There is a certain kind of sports nutrition study that always gets runners’ attention: the one that hints your gel might be doing more than just giving you sugar.
Sodium alginate gels fall into that category. The pitch is appealing. Wrap the carbohydrate in a hydrogel to improve gastric handling, smooth out blood sugar, and maybe hold your pace together better late in the race. A new study tested that idea in a real marathon (which already makes it more interesting than most fueling papers).1Zhang, P., Gu, Z., Xu, K., Zhao, Y., Chen, G., & Dai, J. (2026). Impact of sodium alginate energy gel on the marathon performance of amateur runners: a randomized controlled study. Frontiers in Physiology, 17. https://doi.org/10.3389/fphys.2026.1746392

The researchers recruited 81 male amateur marathoners and split them by performance level into elite and advanced groups, then randomly assigned each runner to either a sodium alginate gel or a traditional gel. That created four groups: elite sodium alginate, elite traditional, advanced sodium alginate, and advanced traditional.

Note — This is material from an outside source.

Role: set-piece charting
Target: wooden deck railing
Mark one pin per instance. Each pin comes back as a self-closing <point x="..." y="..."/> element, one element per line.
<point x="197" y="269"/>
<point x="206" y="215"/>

All runners wore continuous glucose monitors for a week before the race to establish baseline glucose levels, then raced the 2024 Nanjing Marathon using a prescribed fueling strategy targeting 60 grams of carbohydrate per hour. Pace and glucose data were standardized so the researchers could more fairly compare runners of different levels.
Sodium alginate gels did not improve finish times. The elite sodium alginate group finished slightly faster on average than the elite traditional group, and the same was true for the advanced groups, but those differences were not statistically meaningful. Average race pace also did not differ clearly.
Even though overall race outcomes were largely the same, the sodium alginate gels seemed to affect how runners finished the race. In the elite runners, the sodium alginate group showed smaller percentage changes in pace across all five race segments than the traditional gel group. In other words, their pacing was steadier. Among advanced runners, the sodium alginate group showed smaller pace changes in the first half of the race, especially from miles 1–6 and 7–12, though that advantage did not carry cleanly through to the very end of the race.
For advanced runners, sodium alginate gels were associated with lower blood glucose fluctuation in the 7–12 mile and 19–24 mile segments, which suggests a more stable mid-race metabolic profile. But that benefit was not universal. Early in the race and again in the closing segment, glucose fluctuation was actually greater in the sodium alginate group.
What this means for runners
This study does not say you need a sodium alginate gel to run your best marathon. It says this type of gel may help some runners maintain a steadier pace and keep blood sugar fluctuations a little more controlled during key segments of the race, even if it does not lower finish time outright. That makes it a potentially worthwhile option for runners who already struggle to tolerate regular gels or who tend to get erratic with pacing and fueling mid-marathon. I would especially view it as a gastrointestinal and pacing-management tool.